Aquecimento global provoca sumiço da vegetação

A tendência do aquecimento global aumenta os riscos da desertificação e reforça a importância de se levar a sério o plano que está sendo elaborado. Mas antes dele, é preciso conscientizar o habitante do Sertão a frear as ações degradantes. De acordo com o Programa Nacional de Combate à Desertificação (PAN), a atividade humana é a principal responsável pela formação dos novos núcleos de desertificação, tanto pela erosão como pela salinização, em áreas de agricultura de sequeiro ou irrigadas de modo inadequado.

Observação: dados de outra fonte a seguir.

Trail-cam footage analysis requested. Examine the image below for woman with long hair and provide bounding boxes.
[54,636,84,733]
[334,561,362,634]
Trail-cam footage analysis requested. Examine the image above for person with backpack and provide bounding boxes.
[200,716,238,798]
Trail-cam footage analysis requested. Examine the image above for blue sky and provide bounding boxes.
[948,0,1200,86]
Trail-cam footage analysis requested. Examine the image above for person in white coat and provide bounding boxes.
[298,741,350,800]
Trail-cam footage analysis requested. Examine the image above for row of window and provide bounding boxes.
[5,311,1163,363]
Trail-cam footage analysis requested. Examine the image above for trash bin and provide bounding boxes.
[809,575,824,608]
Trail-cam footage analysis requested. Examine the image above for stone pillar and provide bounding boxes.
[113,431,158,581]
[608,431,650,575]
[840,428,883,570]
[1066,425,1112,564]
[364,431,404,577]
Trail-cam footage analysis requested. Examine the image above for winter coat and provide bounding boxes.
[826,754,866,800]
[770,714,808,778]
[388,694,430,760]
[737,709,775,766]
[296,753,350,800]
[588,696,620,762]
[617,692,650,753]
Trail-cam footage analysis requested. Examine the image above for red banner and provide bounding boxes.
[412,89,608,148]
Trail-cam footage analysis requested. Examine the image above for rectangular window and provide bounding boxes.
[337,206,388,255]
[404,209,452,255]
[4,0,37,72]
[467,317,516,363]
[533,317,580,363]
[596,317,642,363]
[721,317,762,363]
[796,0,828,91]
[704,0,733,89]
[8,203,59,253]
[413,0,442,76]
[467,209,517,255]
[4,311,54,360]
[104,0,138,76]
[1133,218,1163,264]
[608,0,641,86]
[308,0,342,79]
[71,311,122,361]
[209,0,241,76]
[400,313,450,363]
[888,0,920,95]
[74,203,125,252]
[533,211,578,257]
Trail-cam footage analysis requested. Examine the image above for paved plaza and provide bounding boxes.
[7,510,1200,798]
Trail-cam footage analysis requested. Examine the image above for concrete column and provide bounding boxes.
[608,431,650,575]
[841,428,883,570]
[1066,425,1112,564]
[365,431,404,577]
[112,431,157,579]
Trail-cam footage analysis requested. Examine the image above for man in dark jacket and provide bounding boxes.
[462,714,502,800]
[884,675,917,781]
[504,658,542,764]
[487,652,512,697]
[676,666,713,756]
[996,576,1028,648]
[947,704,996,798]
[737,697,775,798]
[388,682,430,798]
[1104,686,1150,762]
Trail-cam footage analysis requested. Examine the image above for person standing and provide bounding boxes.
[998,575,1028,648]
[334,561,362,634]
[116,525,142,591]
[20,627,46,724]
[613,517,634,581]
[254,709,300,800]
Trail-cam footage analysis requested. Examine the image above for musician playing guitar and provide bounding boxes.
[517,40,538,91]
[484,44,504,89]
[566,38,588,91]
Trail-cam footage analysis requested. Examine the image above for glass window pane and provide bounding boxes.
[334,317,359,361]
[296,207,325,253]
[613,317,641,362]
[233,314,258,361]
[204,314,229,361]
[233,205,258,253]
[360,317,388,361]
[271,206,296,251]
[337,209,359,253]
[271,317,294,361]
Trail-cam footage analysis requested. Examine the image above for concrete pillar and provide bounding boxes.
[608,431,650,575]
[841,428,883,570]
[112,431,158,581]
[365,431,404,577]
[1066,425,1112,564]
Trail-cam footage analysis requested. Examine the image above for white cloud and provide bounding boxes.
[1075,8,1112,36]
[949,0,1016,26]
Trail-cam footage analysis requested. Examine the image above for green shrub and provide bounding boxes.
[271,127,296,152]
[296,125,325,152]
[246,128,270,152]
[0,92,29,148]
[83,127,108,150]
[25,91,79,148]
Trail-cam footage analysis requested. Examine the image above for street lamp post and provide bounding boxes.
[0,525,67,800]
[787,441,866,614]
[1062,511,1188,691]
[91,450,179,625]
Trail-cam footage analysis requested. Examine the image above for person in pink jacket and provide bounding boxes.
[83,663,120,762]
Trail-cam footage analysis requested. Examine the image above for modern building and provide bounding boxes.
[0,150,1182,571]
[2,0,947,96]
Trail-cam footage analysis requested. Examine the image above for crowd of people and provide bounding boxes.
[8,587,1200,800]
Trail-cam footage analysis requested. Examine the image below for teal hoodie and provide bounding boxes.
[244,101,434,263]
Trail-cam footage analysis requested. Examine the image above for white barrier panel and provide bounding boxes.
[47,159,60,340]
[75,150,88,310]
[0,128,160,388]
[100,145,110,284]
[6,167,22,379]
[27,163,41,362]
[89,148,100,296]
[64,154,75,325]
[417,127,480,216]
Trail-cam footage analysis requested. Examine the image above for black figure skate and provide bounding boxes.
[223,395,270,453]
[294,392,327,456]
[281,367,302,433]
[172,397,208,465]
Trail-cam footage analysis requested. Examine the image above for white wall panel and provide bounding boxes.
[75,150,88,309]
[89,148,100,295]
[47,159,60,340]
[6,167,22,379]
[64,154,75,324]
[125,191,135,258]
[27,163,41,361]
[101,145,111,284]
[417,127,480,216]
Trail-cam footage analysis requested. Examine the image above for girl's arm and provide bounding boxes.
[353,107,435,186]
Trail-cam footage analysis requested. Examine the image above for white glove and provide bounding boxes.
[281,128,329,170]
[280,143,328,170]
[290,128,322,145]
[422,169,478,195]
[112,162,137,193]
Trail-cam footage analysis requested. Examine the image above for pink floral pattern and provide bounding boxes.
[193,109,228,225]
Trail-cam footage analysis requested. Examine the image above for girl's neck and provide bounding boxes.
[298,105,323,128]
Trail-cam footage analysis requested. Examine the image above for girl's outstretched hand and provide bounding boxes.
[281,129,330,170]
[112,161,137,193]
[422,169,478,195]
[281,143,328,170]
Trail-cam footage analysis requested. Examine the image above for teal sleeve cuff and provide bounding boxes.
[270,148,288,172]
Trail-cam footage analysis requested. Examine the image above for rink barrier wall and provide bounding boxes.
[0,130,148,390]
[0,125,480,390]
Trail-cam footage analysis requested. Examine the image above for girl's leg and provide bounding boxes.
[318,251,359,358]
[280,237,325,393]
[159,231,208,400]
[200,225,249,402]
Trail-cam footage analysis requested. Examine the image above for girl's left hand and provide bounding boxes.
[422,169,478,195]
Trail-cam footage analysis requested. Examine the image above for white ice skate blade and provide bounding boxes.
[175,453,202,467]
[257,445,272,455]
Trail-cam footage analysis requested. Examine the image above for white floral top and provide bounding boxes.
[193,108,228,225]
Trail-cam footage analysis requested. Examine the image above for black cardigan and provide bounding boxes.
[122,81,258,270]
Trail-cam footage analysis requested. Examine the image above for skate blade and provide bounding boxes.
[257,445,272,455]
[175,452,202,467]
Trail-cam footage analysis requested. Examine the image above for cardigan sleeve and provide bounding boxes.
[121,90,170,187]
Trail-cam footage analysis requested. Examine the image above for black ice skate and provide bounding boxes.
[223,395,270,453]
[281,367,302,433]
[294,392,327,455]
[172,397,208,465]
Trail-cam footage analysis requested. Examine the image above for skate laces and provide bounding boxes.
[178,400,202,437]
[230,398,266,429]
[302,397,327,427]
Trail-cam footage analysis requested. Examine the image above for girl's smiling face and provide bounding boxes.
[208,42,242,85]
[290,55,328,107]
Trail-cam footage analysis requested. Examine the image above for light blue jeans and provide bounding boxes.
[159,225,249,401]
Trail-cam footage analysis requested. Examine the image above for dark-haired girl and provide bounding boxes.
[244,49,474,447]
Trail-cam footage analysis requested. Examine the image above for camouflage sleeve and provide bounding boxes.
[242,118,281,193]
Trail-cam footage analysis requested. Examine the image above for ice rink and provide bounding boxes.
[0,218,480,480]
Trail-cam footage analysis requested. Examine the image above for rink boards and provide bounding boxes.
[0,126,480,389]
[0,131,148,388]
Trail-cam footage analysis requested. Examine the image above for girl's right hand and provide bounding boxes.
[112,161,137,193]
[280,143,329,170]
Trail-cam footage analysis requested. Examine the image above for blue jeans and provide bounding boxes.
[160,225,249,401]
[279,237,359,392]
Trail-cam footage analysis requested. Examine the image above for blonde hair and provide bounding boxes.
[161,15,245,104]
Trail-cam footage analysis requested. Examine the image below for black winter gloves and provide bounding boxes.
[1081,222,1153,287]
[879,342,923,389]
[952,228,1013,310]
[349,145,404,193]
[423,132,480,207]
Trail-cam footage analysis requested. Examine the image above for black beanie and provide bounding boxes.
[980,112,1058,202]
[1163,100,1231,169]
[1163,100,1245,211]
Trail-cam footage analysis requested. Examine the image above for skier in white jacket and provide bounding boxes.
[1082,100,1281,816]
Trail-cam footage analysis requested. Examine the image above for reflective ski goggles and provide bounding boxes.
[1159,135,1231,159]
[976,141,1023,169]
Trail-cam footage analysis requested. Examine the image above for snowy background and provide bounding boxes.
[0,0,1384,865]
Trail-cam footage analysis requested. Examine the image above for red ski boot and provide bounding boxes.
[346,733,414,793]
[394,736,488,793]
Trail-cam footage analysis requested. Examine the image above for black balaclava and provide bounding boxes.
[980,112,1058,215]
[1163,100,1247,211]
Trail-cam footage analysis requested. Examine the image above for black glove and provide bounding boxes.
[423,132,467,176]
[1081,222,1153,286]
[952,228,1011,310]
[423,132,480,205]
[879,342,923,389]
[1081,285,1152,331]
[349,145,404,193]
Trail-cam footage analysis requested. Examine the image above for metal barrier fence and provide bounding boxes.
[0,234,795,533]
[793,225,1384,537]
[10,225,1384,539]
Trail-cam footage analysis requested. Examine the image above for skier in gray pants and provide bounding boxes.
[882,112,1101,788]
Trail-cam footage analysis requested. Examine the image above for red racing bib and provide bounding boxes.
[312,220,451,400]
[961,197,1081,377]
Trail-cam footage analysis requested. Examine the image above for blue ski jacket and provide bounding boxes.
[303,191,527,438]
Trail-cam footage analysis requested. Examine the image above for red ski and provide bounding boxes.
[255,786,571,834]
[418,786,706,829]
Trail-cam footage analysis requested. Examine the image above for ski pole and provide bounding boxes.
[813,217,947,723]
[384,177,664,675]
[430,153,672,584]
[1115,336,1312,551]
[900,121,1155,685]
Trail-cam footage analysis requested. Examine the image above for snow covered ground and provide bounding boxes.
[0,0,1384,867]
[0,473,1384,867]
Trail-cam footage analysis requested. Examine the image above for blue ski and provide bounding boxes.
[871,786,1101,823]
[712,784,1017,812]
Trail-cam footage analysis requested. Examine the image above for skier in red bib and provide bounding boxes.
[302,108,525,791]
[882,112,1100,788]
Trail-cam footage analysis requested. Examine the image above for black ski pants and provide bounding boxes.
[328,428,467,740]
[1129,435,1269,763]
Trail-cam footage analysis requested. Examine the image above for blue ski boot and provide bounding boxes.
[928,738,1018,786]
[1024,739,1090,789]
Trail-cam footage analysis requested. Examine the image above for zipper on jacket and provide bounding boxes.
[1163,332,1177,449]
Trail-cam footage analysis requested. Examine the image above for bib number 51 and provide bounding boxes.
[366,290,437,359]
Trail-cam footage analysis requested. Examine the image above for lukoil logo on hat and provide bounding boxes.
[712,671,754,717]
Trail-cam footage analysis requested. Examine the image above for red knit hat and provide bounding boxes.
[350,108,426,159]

“Nas áreas afetadas, a vegetação se apresenta de porte reduzido, algumas espécies com sintomatologia de nanismo e concentração diluída, com maior permeabilidade do que nas demais áreas”, aponta o relatório do PAN. O estudo também constata que, quando o período chuvoso volta, o esforço de recuperação nem sempre é recompensado integralmente. “Nesse balanço incerto entre recuperação e degradação, se o homem interfere negativamente, é certo que desertificação prevalecerá”, alerta o estudo.